Greeks generally only have a single name, though they also identify their place of birth aslmost as a surname. Akakios of Sikyon would be an adequate example.

  • Male Names: Aisopos, Akaios, Agathon, Alexandros, Akakios, Basileios, Demetrios, Drakon, Erasmos, Eukleides, Herakles, Herodes, Homer, Iason, Kyros, Leonidas, Neophytos, Nikodemos, Pantaleon, Pelagius, Phoibos, Sokrates, Sophocles, Theron, Xenon
  • Female Names: Agathe, Elexandra, Ambrosia, Berenike, Chloe, Cleopatra, Doris, Eirene, Euphrasia, Galene, Helen, Hypatra, Isodora, Kallisto, Lysandra, Melitta, Myrrine, Nymphodora, Phoibe, Roxana, Sappho, Theodora, Zoe
  • City Names: Abydos, Argos, Athens, Corinth, Delphi, Dicaea, Mykenae, Olympia, Sikyon, Sparta, Thasos, Thebes


Your Greek character as a diverse set of skills and abilities, reflecting your divided homeland.
Ability Score Increase. Your Intelligence Score increases by 2.
Alignment. While alignments vary, most Greeks tend to be Lawful by nature. Whethere adhering to democratic process or raised under strict military rule, Greeks are known to follow ideals or orders to the death.
Size. Greeks vary wildly in height and build, from barely 5’ to well over 6’ tall.
Aura of Courage. Allies within 10’ of you receive an advantage on saves against fear effects.
Languages. You can speak , read and write Greek and one extra language of your choice. Greeks typically learn the languages of other people they deal with, or intend to deal with, on a regular basis.
Subculture. While there are over two hundred city-states in mainland Greece alone, the two primary archetypes can be categorized as Athenian and Spartan.

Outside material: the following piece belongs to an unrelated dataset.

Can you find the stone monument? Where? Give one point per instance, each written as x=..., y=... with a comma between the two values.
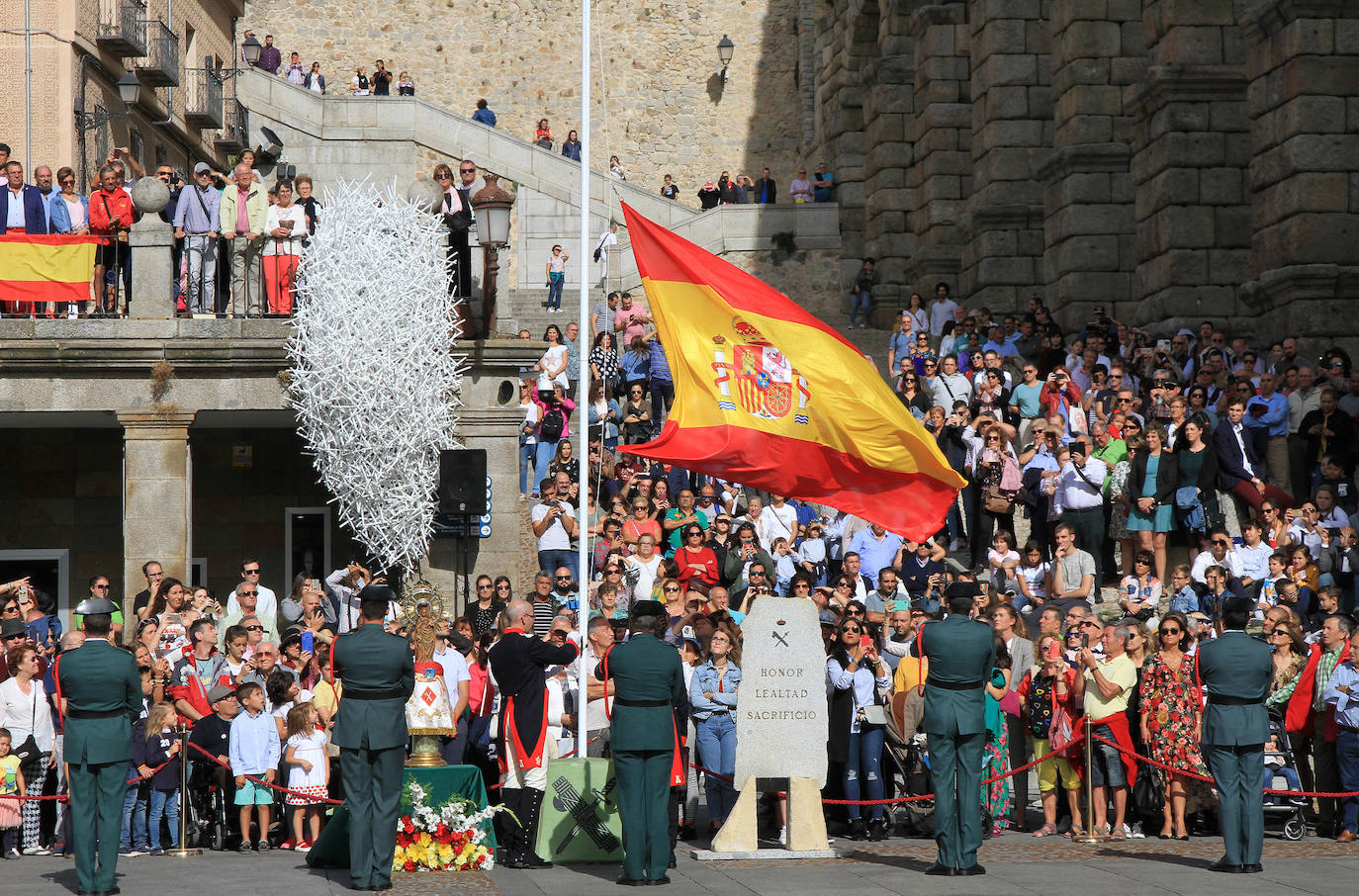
x=781, y=722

Choose one of these subcultures.


As an Athenian, you take pride in an educated mind and liberated soul. You are a free-thinker, a scholar and an artist. While you are no stranger to war or conflict, you believe a peaceful resolution can always be obtained.
Ability Score Increase. Your Wisdom score increases by 2.
Trade Proficiency. You are proficient in the use of any one artisan tool and one musical instrument.


As a Spartan, you were raised from birth to be the epitome of physical perfection While adds are you are being bred as a soldier, you could also be a hardier stock of Greek from a rough background. In any case, strength and skill of arms are your prized assets.
Ability Score Increase. Your Strength score increases by 2.
Phalanx. You can use your reaction to impose disadvantage on an enemy making a melee attack on an adjacent ally, once per round.